UhuRuto grew GDP by 7 percent at the cost of a 127 percent increase in debt since 2013
Ephraim Njenga, through his Facebook Timeline, has provided CBK figures to show that when UhuRuto took over power, the GDP of Kenya measured at current market prices stood at Kshs 4.745 trillion. In the same financial year (2012/2013), Kenya Revenue Authority collected Kshs 822.7 billion in revenues. As typical in Kenya, the revenue the country collects is never sufficient to fund the country’s budget, so Uhuru’s government had to inherit a total of Kshs 1.882 trillion from the previous regimes.
After being in office for four years four months, the country’s aggregate economic standing is such that the GDP stands at Kshs 7.159 trillion – an overall growth of 51%. However, according to Nderitu Karomo who commented on Ephraim’s update, the GDP performance is much worse. He wrote, “There was a rebase of economy by 20 billion dollars in 2014. For better comparison, that rebase should be put between the changeover moment from Kibaki to Uhuru. So that the economy as at beginning of Uhuru reign be measured at Kshs 6.7 trillion. As it is, it appears like Uhuru has grown the economy from Kshs 4.7 trillion to Kshs 7.2 trillion, which would be an excellent performance while in real sense they have grown the economy from Kshs 6.7 trillion. Of the 20 billion dollar rebase, I would attribute 19 billion to unrecognized economy before Uhuru took over and about a billion dollar to the one year Uhuru leadership before the rebase.”

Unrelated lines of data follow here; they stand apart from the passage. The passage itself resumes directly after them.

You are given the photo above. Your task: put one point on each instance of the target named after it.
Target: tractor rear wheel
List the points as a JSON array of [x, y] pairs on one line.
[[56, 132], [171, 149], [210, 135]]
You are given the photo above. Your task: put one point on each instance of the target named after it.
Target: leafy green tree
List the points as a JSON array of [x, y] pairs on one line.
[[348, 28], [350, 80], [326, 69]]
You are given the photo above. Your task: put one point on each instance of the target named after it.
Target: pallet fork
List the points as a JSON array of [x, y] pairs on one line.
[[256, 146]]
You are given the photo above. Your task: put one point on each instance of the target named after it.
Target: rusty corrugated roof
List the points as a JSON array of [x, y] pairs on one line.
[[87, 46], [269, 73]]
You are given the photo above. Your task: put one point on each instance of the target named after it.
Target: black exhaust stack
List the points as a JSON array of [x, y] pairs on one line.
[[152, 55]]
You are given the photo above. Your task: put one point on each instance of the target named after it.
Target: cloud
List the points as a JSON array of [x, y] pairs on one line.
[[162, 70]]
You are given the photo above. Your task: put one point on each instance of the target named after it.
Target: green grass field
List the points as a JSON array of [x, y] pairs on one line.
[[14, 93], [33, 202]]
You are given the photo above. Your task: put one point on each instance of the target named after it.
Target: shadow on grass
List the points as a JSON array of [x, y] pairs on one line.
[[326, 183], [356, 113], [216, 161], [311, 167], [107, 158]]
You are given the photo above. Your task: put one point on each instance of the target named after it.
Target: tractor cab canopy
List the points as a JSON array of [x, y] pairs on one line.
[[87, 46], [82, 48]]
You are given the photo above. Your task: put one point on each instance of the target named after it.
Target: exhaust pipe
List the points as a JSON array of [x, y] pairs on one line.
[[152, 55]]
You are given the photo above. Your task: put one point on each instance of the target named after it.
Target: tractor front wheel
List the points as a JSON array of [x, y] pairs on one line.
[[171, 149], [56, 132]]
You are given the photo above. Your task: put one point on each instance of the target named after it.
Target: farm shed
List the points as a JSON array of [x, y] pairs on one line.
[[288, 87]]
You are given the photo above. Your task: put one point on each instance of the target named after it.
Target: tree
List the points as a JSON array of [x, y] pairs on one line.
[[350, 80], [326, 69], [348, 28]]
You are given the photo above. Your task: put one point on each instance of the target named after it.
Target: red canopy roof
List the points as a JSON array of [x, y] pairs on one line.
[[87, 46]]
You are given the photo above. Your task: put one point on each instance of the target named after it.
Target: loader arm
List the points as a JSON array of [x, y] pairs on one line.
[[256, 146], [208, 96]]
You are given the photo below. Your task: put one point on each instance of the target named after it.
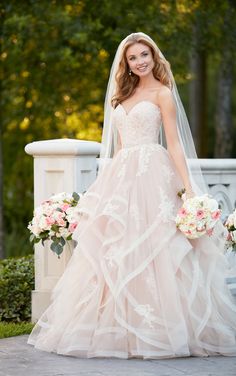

Taking the comments by Nderitu Karomo seriously, we arrive at 7% as the aggregate growth rate over the four years UhuRuto have been at the helm of Kenya’s leadership. The annual growth rate paints a different picture, but this is because the 2014 GDP rebase makes analysts lose focus when analysing the country’s economic performance.
To grow the GDP from Kshs 6.7 trillion to Kshs 7.2 trillion, UhuRuto embarked on a borrowing spree that helped grow the country’s total debt from Kshs 1.882 trillion to Kshs 4.745 trillion, or, in GDP terms, UhuRuto increased the country’s debt to GDP ratio from 28% (rebase accounted for) to 65%. The 65% debt to GDP ratio seems way off from the official calculations that put the current debt to GDP ratio at 59%.
The borrowing spree was expected to expand the economy almost at the same rate, but the economy seems to have expanded by 7% only. An expanded economy on the other hand was expected to also increase revenue base so that the increased revenue could be used to pay the debt. Typically in a business set up, a business borrows to expand the business, the business generates extra revenues, and the extra revenues used to repay the loans plus interests and still be left with surplus that should account for profitability. Kenya seems to have done very little in that regard. Instead of expanding the revenue by close to 100% given the 127% borrowing rate, the revenue expanded by a paltry 48% – and has been noted, starting next year the country will be using more than 25% of her revenue to repay the already out of hand debts.
Given these figures, many economists led by NASA coalition’s chief economists Dr. David Ndii opine that if UhuRuto win this year’s elections, then Kenya will plunge straight into depression.